Alain a 36 ans. La ferme, il connait bien, c'est ici qu'il est né. Mais, il y a 18 ans, il l'a quittée pour aller travailler au chantier. Car la mécanique, c'est sa passion à Alain. Il me montre fièrement le tracteur-bull qu'il a entièrement construit. Et, il ajoute :
-"Le chantier, pour moi, c'est toujours nouveau! Cela fait 18 ans que j'y suis, mais c'est comme si ça ne faisait qu'un mois. Je ne saurais pas quitter le chantier, mais je ne saurais pas quitter la ferme non plus." Parce qu'un jour, lorsque ses parents sont morts, Alain n'a pas voulu qu'on abandonne la ferme familiale.

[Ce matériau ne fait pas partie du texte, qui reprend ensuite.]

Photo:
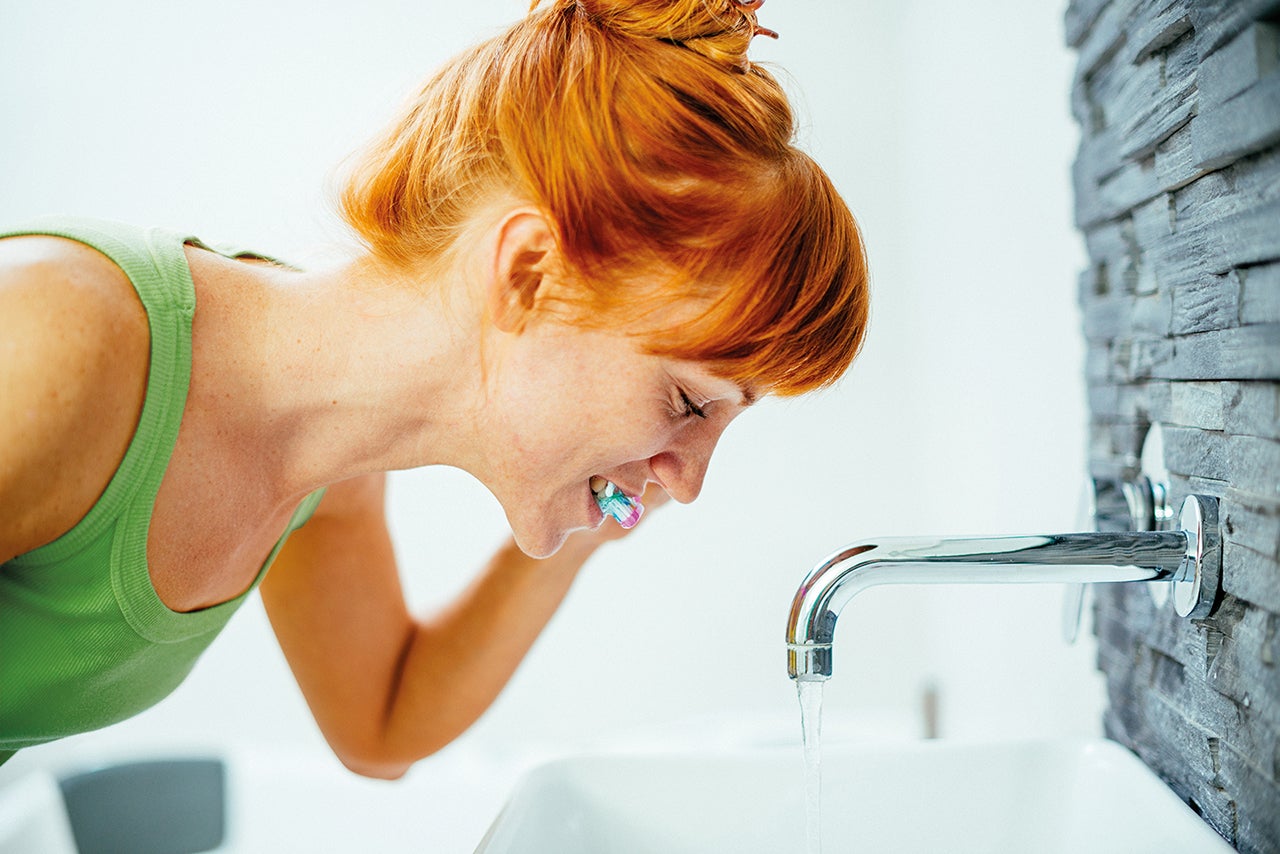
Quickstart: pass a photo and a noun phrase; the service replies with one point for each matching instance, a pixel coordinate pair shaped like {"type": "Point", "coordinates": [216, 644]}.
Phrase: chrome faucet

Alors, il l'a reprise et il est passé à mi-temps au chantier. On sent vite que toute sa vie est ici, à Florée, au milieu de ses bêtes, des "blanc-bleu-belge". Assis dans sa cuisine, il prend le temps de me raconter tout ça. Il me parle de l'époque des vélages où il ne dort que une ou deux heures par nuit sur le canapé. Sans transition, il me raconte le plaisir de régler les gros diesels des bateaux. On finit la bière. Alain va devoir aller soigner ses 200 vaches. Il en a jusque minuit ou plus. Mais, ça ne lui fait pas peur. Il a l'habitude! |
Mercredi 15 avril 1998 - 10h40
La matinée est froide et pluvieuse. Le long du quai, la Meuse s'écoule toujours aussi placidement, mais aucune touche de couleur ne vient égayer les reflets de l'eau. Lorsque j'approche du grand hangar, cette fois, je ne vois plus que lui ! Le pic avant est devenu énorme. Il pèse maintenant près de quarante tonnes. Jan me raconte que début de la semaine prochaine, une grue spéciale de 160 tonnes viendra le soulever et l'amènera sur l'aire de montage.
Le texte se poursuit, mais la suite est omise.